Index TopHat BAM files

ls tophat/*/accepted_hits.bam | sed -e 's/.bam$//' | xargs -ixxx \
bsub -o xxx.index.o -e xxx.index.e \
-R'select[mem>1000] rusage[mem=1000]' -M1000 \
/software/team31/bin/samtools index xxx.bam

Check jobs ran OK:
ls tophat/*/accepted_hits.bam | wc -l && \
grep -l 'Successfully completed' tophat/*/accepted_hits.index.o | wc -l && \
grep -l 'Exited' tophat/*/accepted_hits.index.o | wc -l

Count reads with HTSeq for TopHat BAM files

Mus_musculus.GRCm38.78.gtf has lines containing attributes like:
gene_name "FMN1;"; gene_source "ensembl"; gene_biotype "protein_coding"; transcript_name "FMN1;-201";

HTSeq assumes no semicolons in attribute values, so remove with:
sed -e 's/;";/";/' ref/Mus_musculus.GRCm38.78.gtf | sed -e 's/;-/-/' > ref/Mus_musculus.GRCm38.78.fixed.gtf

Also, remove retained intron transcripts:
grep -v retained_intron ref/Mus_musculus.GRCm38.78.fixed.gtf > ref/Mus_musculus.GRCm38.78.fixed.noretained.gtf

for base in `ls tophat/*/accepted_hits.bam | sed -e 's/\/accepted_hits.bam$//'`
do
bsub -o $base.htseq-count.o -e $base.htseq-count.e \
-n2 -R'span[hosts=1] select[mem>2000] rusage[mem=2000]' -M2000 \
"/software/team31/bin/samtools-0.1.19 sort -n -o $base/accepted_hits.bam $base.sorted \
| /software/team31/bin/samtools-0.1.19 view - \
| /software/team31/python/bin/htseq-count --stranded=reverse - ref/Mus_musculus.GRCm38.78.fixed.noretained.gtf \
> $base.count"
done

Check jobs ran OK:
ls tophat/*/accepted_hits.bam | wc -l && \
grep -l 'Successfully completed' tophat/*.htseq-count.o | wc -l && \
grep -l 'Exited' tophat/*.htseq-count.o | wc -l

Get annotation for each Ensembl gene

(Ensure Ensembl version matches version mapped to.)
bsub -o annotation.o -e annotation.e \
-R'select[mem>500] rusage[mem=500]' -M500 \
"perl -I/software/team31/ensembl/branch-ensembl-78/ensembl/modules \
~is1/checkouts/bio-misc/get_ensembl_gene_annotation.pl \
--species Mus_musculus > annotation.txt"

Check job ran OK:
echo 1 && \
grep -l 'Successfully completed' annotation.o | wc -l && \
grep -l 'Exited' annotation.o | wc -l

Merge count data

mkdir deseq2
awk '{ print $1 }' `ls tophat/*.count | head -1` | grep ENS | sort \
> deseq2/counts.txt
cat /dev/null > deseq2/counts-header.txt
echo -e "\tcondition" > deseq2/samples.txt
for sample in `ls tophat/*.count | sed -e 's/tophat\///' | sed -e 's/.count$//'`
do
condition=`echo $sample | sed -e 's/[0-9]*$//'`
echo -ne "\t$sample" >> deseq2/counts-header.txt
join -j1 deseq2/counts.txt <(sort tophat/$sample.count) \
> deseq2/counts.tmp
mv deseq2/counts.tmp deseq2/counts.txt
echo -e "$sample\t$condition" >> deseq2/samples.txt
done
cat deseq2/counts-header.txt <(echo) deseq2/counts.txt \
| sed -e 's/ /\t/g' > deseq2/counts.tmp
rm deseq2/counts-header.txt
mv deseq2/counts.tmp deseq2/counts.txt

Alternatively, if you have multiple experiments, then you'll need to split the counts.txt and samples.txt files up.

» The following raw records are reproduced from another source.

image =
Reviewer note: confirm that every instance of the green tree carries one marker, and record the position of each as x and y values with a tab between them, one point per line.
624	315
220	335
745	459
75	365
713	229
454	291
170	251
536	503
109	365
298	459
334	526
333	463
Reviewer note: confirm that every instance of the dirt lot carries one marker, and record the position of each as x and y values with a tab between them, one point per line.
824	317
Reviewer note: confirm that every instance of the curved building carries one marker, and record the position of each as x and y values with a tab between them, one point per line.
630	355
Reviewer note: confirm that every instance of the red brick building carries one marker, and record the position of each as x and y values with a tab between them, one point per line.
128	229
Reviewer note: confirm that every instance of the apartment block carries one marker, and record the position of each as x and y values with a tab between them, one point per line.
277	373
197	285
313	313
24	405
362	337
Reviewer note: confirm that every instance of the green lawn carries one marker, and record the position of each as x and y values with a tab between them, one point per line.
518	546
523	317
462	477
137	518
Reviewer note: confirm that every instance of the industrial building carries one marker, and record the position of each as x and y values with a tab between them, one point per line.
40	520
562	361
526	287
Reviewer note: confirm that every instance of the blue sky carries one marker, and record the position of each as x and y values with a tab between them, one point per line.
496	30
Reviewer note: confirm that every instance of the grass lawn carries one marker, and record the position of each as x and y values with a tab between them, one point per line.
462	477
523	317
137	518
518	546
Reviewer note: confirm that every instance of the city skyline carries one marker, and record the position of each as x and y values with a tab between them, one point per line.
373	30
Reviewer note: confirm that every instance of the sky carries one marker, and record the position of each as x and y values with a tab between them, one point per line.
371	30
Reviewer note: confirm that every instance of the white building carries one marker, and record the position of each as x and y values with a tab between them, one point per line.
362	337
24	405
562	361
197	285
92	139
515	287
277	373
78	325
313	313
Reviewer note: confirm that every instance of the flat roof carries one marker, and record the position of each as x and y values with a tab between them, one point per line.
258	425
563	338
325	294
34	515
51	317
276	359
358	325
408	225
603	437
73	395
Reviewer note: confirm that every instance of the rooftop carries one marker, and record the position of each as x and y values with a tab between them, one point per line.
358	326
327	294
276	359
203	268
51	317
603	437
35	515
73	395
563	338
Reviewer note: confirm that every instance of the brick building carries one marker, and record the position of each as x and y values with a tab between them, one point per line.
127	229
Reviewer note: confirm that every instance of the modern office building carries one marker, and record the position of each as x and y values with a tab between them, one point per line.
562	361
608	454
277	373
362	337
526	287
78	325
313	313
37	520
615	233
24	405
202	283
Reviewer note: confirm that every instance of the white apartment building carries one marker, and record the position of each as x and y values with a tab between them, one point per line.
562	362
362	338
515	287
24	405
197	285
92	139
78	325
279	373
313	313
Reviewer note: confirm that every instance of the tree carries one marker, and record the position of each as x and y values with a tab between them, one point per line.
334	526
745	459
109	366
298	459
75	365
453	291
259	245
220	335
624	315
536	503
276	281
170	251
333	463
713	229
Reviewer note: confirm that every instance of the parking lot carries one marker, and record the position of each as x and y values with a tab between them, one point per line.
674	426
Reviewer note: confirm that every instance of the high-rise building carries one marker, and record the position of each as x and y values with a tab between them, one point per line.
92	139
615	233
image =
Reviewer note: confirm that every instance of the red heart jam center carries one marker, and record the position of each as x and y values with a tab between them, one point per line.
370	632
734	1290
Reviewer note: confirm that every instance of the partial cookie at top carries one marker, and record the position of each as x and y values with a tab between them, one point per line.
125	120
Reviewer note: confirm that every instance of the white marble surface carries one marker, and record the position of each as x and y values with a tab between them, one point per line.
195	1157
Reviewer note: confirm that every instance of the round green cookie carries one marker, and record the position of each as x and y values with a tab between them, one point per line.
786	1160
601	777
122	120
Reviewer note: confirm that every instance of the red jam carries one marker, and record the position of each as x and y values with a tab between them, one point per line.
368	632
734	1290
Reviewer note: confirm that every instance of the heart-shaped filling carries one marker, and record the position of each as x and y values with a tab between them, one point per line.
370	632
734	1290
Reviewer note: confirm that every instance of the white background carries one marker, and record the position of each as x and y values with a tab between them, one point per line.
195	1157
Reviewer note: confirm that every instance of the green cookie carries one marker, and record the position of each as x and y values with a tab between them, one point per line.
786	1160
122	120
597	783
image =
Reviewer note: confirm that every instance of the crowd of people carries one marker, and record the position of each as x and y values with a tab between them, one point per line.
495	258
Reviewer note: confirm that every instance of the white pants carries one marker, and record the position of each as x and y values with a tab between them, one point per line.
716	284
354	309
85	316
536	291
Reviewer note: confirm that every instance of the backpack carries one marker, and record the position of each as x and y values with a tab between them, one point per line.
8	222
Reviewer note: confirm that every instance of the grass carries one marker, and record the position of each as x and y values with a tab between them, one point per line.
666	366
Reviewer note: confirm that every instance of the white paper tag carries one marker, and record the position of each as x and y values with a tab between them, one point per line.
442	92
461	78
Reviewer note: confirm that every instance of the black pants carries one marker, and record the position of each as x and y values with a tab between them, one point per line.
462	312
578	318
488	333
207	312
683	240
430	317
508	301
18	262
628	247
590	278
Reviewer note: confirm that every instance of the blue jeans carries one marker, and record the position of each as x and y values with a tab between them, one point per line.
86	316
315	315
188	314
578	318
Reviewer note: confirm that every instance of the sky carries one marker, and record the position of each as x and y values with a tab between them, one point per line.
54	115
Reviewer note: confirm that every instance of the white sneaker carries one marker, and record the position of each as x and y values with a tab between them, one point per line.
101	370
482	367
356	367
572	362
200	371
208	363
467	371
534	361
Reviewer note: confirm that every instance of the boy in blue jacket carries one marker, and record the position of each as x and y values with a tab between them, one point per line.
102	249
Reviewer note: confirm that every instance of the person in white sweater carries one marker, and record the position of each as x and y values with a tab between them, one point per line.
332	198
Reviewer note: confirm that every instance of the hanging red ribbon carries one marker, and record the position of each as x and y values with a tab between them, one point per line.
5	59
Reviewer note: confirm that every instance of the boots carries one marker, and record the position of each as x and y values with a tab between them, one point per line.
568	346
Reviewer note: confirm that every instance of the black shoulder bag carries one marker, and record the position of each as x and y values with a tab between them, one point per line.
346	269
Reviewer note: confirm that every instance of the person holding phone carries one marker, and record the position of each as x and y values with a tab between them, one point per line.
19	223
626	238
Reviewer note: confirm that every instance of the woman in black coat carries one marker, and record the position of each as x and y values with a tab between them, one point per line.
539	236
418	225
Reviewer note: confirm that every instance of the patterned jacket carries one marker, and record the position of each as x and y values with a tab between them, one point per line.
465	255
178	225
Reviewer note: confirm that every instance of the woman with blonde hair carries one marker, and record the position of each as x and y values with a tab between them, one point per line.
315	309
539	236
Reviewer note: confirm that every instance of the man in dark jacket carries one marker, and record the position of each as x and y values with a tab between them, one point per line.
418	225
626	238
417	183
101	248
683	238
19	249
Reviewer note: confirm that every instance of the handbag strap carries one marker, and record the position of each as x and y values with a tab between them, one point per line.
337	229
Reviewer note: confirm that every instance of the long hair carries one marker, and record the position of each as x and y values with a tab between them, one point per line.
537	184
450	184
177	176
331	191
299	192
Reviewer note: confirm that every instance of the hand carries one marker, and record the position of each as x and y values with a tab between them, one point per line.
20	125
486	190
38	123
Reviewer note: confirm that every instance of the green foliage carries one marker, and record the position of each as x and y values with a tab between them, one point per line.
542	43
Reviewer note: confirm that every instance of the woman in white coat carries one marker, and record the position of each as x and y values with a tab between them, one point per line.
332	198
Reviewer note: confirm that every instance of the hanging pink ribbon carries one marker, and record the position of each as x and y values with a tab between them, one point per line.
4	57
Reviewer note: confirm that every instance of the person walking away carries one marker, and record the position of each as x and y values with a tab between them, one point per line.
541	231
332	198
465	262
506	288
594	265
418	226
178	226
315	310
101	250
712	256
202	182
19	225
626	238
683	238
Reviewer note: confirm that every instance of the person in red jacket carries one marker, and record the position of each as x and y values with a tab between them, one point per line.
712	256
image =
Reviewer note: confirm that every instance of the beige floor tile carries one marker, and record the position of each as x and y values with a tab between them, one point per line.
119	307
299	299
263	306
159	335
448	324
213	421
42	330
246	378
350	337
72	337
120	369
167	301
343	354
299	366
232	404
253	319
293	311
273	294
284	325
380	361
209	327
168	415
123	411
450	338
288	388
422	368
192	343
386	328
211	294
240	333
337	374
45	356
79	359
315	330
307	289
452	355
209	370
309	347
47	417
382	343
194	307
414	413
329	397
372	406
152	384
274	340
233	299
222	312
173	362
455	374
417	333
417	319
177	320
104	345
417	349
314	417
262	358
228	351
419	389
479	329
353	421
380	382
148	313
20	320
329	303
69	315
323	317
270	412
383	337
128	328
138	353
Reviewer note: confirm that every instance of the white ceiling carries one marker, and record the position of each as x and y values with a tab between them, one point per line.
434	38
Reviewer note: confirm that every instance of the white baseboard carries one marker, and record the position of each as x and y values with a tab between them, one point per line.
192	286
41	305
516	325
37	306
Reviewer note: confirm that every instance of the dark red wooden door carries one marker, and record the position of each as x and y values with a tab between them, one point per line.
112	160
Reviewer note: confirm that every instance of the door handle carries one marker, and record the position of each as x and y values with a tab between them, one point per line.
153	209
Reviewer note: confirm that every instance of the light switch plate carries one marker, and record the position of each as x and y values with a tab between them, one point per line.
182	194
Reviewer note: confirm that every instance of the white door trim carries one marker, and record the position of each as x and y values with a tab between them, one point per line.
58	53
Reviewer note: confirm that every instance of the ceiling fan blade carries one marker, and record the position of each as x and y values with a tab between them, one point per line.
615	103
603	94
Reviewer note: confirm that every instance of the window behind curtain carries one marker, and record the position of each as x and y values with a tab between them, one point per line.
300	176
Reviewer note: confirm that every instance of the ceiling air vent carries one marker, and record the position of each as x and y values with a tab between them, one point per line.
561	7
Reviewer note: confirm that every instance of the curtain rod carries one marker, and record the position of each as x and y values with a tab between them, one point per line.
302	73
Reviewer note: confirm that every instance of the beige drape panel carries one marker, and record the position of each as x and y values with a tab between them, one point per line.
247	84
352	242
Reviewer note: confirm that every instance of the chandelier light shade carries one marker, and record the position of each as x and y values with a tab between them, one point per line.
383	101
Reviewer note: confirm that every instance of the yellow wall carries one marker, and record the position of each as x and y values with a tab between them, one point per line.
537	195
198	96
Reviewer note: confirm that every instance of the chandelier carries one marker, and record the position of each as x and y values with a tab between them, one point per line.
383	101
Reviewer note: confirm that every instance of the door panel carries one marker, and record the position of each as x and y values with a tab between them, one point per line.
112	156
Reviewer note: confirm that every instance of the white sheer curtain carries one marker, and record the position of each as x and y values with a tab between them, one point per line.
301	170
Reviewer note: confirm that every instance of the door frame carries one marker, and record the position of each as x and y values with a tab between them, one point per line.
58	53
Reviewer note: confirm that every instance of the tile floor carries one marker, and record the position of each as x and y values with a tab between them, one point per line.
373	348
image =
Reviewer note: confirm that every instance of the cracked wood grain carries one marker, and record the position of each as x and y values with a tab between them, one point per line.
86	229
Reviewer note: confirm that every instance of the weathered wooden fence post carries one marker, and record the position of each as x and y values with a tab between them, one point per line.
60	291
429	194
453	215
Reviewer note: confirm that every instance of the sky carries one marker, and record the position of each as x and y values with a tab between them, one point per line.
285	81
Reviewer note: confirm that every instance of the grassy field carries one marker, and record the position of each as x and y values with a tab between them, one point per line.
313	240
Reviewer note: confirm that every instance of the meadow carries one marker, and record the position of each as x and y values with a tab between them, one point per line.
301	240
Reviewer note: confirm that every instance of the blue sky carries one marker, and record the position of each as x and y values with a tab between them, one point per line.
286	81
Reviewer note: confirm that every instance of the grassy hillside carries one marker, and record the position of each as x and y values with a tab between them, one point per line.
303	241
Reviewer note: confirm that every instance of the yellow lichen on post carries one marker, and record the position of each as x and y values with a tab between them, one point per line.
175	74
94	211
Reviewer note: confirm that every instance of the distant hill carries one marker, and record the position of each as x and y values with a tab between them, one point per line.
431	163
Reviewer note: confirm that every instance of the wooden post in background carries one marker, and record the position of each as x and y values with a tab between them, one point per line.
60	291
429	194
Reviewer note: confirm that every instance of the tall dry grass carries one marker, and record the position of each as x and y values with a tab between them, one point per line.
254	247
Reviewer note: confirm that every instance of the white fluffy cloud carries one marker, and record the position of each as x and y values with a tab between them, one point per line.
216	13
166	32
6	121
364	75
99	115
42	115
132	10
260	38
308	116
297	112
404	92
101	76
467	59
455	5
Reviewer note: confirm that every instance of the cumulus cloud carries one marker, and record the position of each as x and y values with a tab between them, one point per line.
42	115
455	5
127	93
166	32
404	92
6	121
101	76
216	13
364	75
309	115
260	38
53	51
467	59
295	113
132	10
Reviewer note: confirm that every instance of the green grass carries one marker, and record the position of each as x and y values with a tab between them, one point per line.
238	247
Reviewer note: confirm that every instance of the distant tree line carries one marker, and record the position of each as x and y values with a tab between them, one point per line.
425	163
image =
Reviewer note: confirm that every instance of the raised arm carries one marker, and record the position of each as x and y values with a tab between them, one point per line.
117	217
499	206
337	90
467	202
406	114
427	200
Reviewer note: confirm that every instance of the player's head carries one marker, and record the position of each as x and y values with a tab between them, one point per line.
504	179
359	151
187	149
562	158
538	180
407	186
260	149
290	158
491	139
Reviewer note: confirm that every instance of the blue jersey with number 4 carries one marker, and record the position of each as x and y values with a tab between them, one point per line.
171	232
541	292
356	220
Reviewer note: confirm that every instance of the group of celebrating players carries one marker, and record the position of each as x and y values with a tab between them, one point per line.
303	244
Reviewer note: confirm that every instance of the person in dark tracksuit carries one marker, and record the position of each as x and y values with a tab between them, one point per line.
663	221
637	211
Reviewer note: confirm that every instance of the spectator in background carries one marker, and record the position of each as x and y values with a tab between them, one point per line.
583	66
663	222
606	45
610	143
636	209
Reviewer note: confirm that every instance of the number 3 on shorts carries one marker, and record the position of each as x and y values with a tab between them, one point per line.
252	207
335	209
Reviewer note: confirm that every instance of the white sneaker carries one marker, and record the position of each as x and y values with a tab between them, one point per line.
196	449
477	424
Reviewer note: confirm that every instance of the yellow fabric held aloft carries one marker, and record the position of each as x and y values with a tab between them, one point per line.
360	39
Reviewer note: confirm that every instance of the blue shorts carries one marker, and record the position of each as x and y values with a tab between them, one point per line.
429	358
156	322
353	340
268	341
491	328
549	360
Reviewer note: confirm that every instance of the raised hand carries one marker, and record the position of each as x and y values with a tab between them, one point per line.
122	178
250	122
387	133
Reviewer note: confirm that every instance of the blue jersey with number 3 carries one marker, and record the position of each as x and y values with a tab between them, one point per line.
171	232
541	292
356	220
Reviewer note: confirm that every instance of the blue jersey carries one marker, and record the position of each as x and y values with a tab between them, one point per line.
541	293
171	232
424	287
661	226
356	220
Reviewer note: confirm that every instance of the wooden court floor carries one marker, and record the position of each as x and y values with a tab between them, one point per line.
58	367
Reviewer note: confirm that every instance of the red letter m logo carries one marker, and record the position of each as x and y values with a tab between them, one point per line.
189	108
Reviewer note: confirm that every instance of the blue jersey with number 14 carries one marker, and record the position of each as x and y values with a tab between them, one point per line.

Firstly, set an environment variable representing the experiments. For example:
expts="Bap1 Ift140"

Then split the files into separate directories:
for expt in $expts
do
mkdir -p $expt/deseq2
awk '{ print $1 }' `ls tophat/*.count | head -1` | grep ENS | sort \
> $expt/deseq2/counts.txt
cat /dev/null > $expt/deseq2/counts-header.txt
echo -e "\tcondition" > $expt/deseq2/samples.txt
for sample in `ls tophat/*.count | sed -e 's/tophat\///' | sed -e 's/.count$//' | grep ^$expt`
do
condition=`echo $sample | sed -e 's/[0-9]*$//'`
echo -ne "\t$sample" >> $expt/deseq2/counts-header.txt
join -j1 $expt/deseq2/counts.txt <(sort tophat/$sample.count) \
> $expt/deseq2/counts.tmp
mv $expt/deseq2/counts.tmp $expt/deseq2/counts.txt
echo -e "$sample\t$condition" >> $expt/deseq2/samples.txt
done
cat $expt/deseq2/counts-header.txt <(echo) $expt/deseq2/counts.txt \
| sed -e 's/ /\t/g' > $expt/deseq2/counts.tmp
rm $expt/deseq2/counts-header.txt
mv $expt/deseq2/counts.tmp $expt/deseq2/counts.txt
done

Run DESeq2

Check that deseq2/samples.txt reflects your experiment correctly. The conditions may need editing because they are derived by simply removing numeric suffixes from the sample names. Also if you have a multifactor design then you may need to add more columns (and adjust the design below). If your conditions aren't "mutant" and "sibling" then you'll need to adjust the contrasts below.
If you have multiple experiments (see above), then cd into each experiment's directory before running R.
R-3.1.2

# Load libraries
library(DESeq2)
library(RColorBrewer)
library(gplots)

# Load data
countData <- read.table( "deseq2/counts.txt", header=TRUE, row.names=1 )
samples <- read.table( "deseq2/samples.txt", header=TRUE, row.names=1 )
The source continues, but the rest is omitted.